YCJF is not even the only youth fund launched at this year’s Climate Week NYC. The Chrysalis Youth Fund, a pooled fund hosted by Synchroncity Earth, also held an announcement party with support from Atmos magazine.

Yet funds do not equate to money — and the need is severe, particularly in the Global South. “If we were to fund the rest of the world to the level that the U.S. is being funded right now, we would need an extra $158 million per year” for youth climate justice activists, Méténier said.

In a world where some of the most successful and well-connected youth organizers in the world struggled, until recently, to raise $100,000 — even though most foundations spend more than that on a single program officer’s salary — there’s a long way to go. Case in point: The fund itself has only two multi-year awards, from Children’s Investment Fund Foundation and OSF, both of which are for two years.

For now, the team has set a fundraising goal of $5 million in 2024, and twice that the next year. Hopefully, those are targets climate philanthropy will drastically overshoot.

Méténier, Amposem, the fund’s team and countless other youth leaders have been at the center of some of the climate movement’s biggest wins, and they still get some of its smallest checks.
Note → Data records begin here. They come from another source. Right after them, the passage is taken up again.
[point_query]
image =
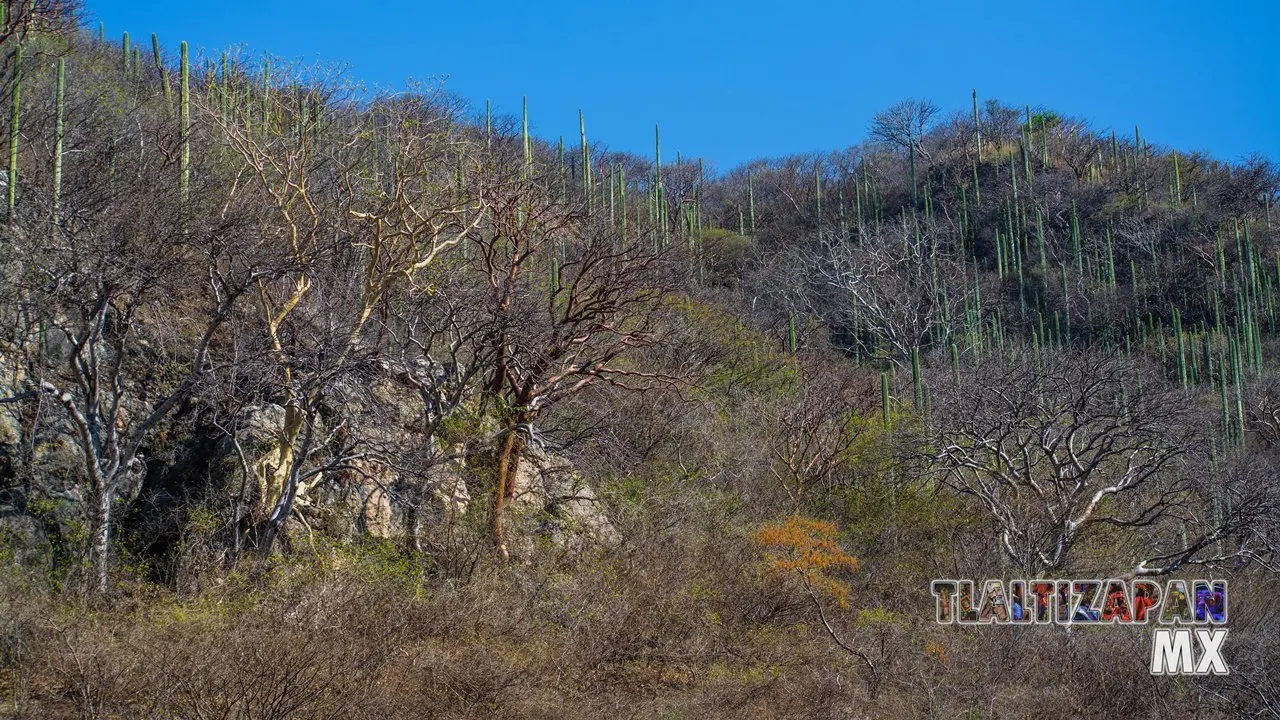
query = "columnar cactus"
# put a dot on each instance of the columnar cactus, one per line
(184, 126)
(14, 117)
(59, 112)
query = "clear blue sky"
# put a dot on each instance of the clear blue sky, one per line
(752, 78)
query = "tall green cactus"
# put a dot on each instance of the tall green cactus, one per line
(184, 126)
(14, 117)
(59, 113)
(524, 137)
(885, 400)
(163, 71)
(585, 159)
(977, 126)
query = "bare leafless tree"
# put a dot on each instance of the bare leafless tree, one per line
(904, 124)
(1056, 445)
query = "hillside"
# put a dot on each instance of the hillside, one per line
(325, 404)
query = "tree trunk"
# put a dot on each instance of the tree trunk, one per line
(506, 466)
(101, 545)
(284, 475)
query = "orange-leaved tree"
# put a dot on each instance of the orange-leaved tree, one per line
(808, 550)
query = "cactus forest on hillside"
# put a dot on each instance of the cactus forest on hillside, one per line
(319, 401)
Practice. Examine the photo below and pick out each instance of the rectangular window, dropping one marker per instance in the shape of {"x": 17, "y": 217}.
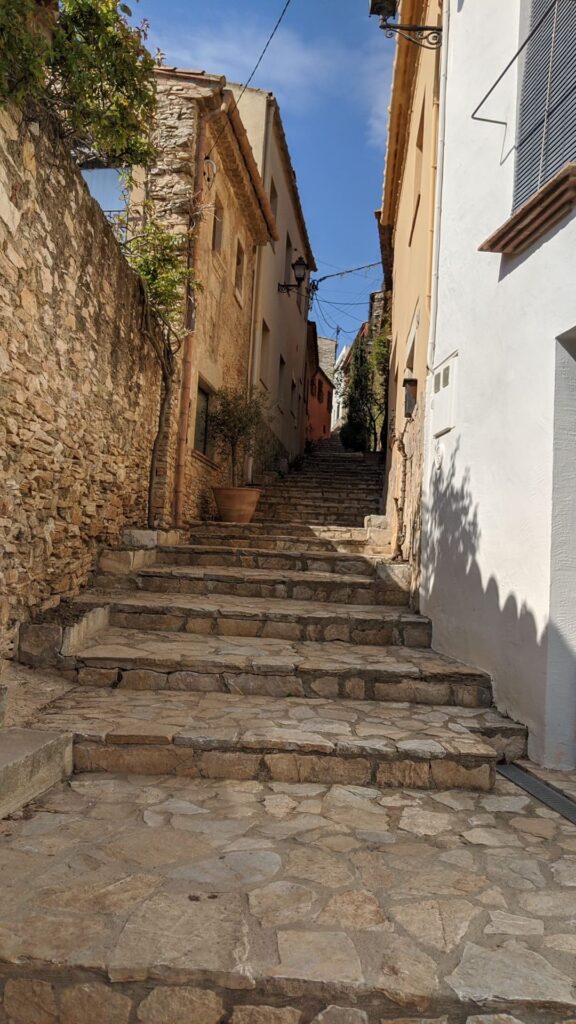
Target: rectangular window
{"x": 281, "y": 381}
{"x": 288, "y": 260}
{"x": 239, "y": 274}
{"x": 273, "y": 198}
{"x": 217, "y": 226}
{"x": 264, "y": 354}
{"x": 546, "y": 130}
{"x": 293, "y": 397}
{"x": 201, "y": 437}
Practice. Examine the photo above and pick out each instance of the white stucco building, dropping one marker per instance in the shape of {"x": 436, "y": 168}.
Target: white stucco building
{"x": 499, "y": 487}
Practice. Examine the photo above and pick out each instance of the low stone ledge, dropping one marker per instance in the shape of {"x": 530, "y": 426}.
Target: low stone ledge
{"x": 122, "y": 561}
{"x": 150, "y": 538}
{"x": 47, "y": 644}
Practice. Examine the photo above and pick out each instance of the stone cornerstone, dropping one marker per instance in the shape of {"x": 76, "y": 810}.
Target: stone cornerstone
{"x": 79, "y": 383}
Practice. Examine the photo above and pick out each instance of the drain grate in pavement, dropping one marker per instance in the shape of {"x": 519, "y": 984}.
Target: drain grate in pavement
{"x": 540, "y": 791}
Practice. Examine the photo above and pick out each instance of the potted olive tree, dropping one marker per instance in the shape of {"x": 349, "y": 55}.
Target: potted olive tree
{"x": 235, "y": 421}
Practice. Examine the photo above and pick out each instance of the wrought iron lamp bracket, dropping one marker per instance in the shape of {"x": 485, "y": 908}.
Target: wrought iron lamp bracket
{"x": 427, "y": 37}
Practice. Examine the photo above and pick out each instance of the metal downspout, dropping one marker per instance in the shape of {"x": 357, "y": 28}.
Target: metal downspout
{"x": 186, "y": 388}
{"x": 439, "y": 185}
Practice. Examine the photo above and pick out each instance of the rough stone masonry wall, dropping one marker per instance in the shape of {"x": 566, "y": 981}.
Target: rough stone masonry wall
{"x": 80, "y": 385}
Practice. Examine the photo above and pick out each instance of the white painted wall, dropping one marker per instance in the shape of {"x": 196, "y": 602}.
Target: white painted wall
{"x": 489, "y": 562}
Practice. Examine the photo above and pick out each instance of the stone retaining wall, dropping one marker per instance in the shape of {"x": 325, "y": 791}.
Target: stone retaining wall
{"x": 80, "y": 385}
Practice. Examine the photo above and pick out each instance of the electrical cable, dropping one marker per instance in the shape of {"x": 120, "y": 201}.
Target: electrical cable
{"x": 253, "y": 72}
{"x": 341, "y": 273}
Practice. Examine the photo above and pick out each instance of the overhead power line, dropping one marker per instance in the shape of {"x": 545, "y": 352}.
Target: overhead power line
{"x": 315, "y": 285}
{"x": 254, "y": 70}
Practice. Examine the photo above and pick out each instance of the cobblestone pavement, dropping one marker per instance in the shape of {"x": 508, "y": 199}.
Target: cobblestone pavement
{"x": 564, "y": 781}
{"x": 334, "y": 894}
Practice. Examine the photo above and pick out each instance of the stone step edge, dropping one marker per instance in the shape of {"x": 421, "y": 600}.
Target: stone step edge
{"x": 214, "y": 760}
{"x": 148, "y": 674}
{"x": 33, "y": 762}
{"x": 120, "y": 991}
{"x": 387, "y": 572}
{"x": 293, "y": 554}
{"x": 388, "y": 626}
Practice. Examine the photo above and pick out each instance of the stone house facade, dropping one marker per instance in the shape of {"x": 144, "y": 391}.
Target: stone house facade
{"x": 488, "y": 260}
{"x": 280, "y": 318}
{"x": 206, "y": 181}
{"x": 80, "y": 383}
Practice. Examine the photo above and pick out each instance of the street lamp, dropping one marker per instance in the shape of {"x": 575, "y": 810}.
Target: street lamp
{"x": 428, "y": 37}
{"x": 299, "y": 268}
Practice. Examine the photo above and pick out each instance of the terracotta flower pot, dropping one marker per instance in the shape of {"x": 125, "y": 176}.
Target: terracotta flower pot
{"x": 236, "y": 504}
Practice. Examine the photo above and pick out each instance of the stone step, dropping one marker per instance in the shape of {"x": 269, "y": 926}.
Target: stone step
{"x": 304, "y": 503}
{"x": 312, "y": 488}
{"x": 311, "y": 519}
{"x": 314, "y": 532}
{"x": 392, "y": 586}
{"x": 254, "y": 558}
{"x": 141, "y": 659}
{"x": 230, "y": 615}
{"x": 278, "y": 542}
{"x": 270, "y": 902}
{"x": 30, "y": 763}
{"x": 218, "y": 735}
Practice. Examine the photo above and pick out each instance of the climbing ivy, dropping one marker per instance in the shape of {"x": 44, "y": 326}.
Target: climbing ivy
{"x": 160, "y": 258}
{"x": 84, "y": 60}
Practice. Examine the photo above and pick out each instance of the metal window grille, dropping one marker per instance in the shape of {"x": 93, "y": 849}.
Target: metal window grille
{"x": 546, "y": 135}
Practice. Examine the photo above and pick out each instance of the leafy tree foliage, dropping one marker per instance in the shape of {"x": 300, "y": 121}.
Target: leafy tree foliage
{"x": 234, "y": 421}
{"x": 160, "y": 258}
{"x": 85, "y": 61}
{"x": 365, "y": 392}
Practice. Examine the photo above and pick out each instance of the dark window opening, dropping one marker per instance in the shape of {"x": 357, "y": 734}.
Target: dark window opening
{"x": 201, "y": 434}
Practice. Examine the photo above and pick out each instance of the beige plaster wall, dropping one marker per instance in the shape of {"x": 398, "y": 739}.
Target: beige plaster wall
{"x": 411, "y": 209}
{"x": 284, "y": 314}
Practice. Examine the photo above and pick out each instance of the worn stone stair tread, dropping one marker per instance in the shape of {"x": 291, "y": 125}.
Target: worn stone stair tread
{"x": 278, "y": 542}
{"x": 264, "y": 894}
{"x": 289, "y": 739}
{"x": 261, "y": 576}
{"x": 272, "y": 527}
{"x": 205, "y": 653}
{"x": 30, "y": 763}
{"x": 294, "y": 554}
{"x": 255, "y": 607}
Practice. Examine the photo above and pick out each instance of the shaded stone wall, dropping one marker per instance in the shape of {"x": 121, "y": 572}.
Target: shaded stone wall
{"x": 80, "y": 385}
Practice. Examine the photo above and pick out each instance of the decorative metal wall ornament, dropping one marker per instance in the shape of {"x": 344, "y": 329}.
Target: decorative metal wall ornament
{"x": 427, "y": 37}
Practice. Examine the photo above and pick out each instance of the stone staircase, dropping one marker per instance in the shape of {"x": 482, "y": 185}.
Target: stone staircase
{"x": 291, "y": 660}
{"x": 284, "y": 808}
{"x": 332, "y": 487}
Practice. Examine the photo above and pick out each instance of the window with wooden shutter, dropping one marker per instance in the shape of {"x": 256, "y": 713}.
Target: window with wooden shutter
{"x": 546, "y": 136}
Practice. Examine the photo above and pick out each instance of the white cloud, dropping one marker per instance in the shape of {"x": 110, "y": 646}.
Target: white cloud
{"x": 293, "y": 69}
{"x": 374, "y": 89}
{"x": 301, "y": 73}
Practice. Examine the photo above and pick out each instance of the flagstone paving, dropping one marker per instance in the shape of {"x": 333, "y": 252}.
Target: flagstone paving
{"x": 293, "y": 848}
{"x": 294, "y": 897}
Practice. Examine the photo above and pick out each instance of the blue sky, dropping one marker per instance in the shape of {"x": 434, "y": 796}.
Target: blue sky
{"x": 329, "y": 67}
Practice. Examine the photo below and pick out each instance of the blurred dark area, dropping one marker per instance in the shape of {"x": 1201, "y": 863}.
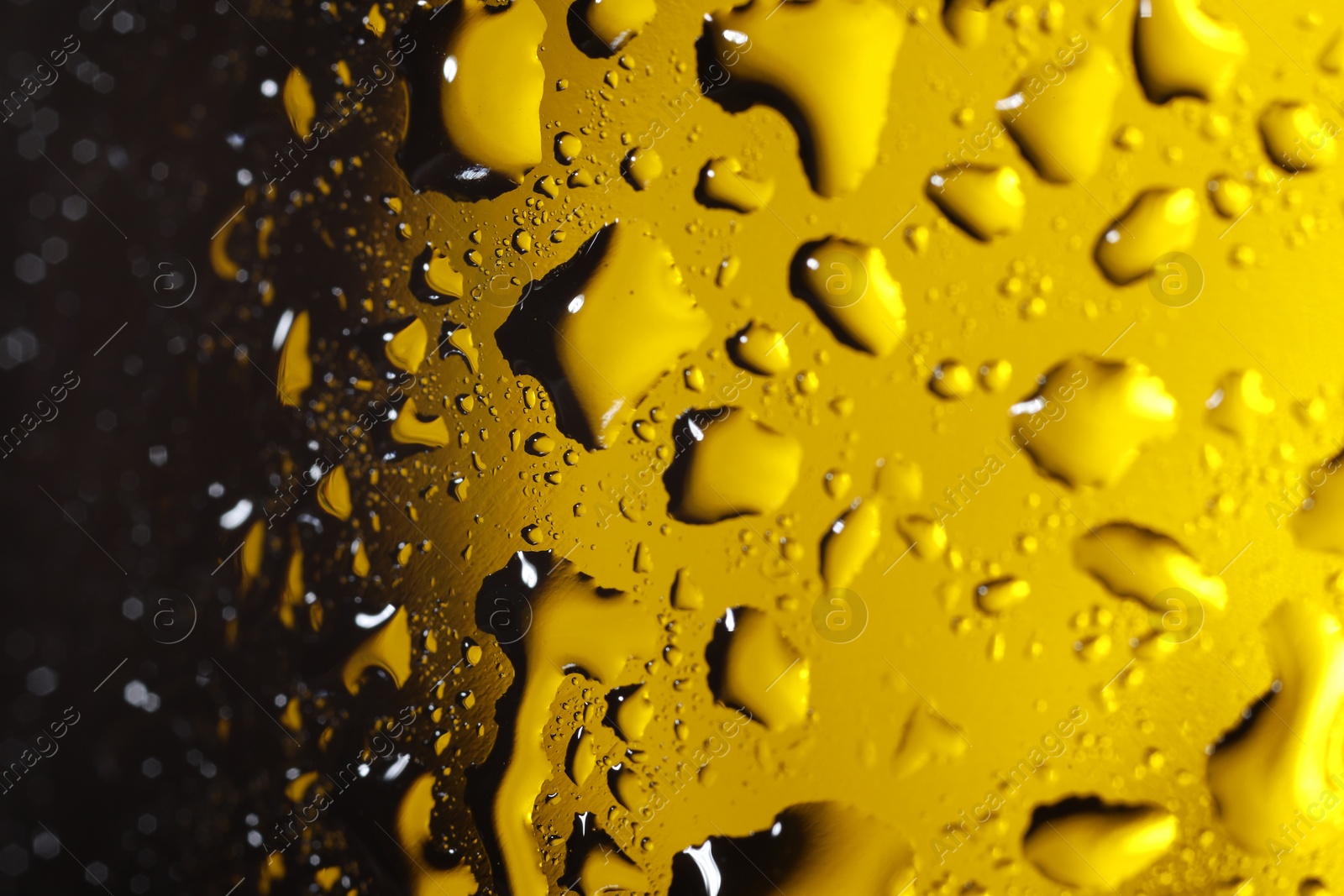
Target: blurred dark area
{"x": 131, "y": 426}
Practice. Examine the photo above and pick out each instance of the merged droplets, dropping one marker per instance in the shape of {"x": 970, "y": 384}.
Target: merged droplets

No one could begrudge them for being bitter. But if they are, I detected none of it. Instead, Méténier spoke of abundance.

“We’re not here to just fundraise” for ourselves, he said. “We’re here, if anything, to create a lot of YCJFs everywhere — in the countries, in the regions, to absorb funding where they are.”

“That’s something that’s really, really dear to us,” he added. “There is an ecosystem. It’s growing, it’s vibrant and it can absorb a very large amount of money.”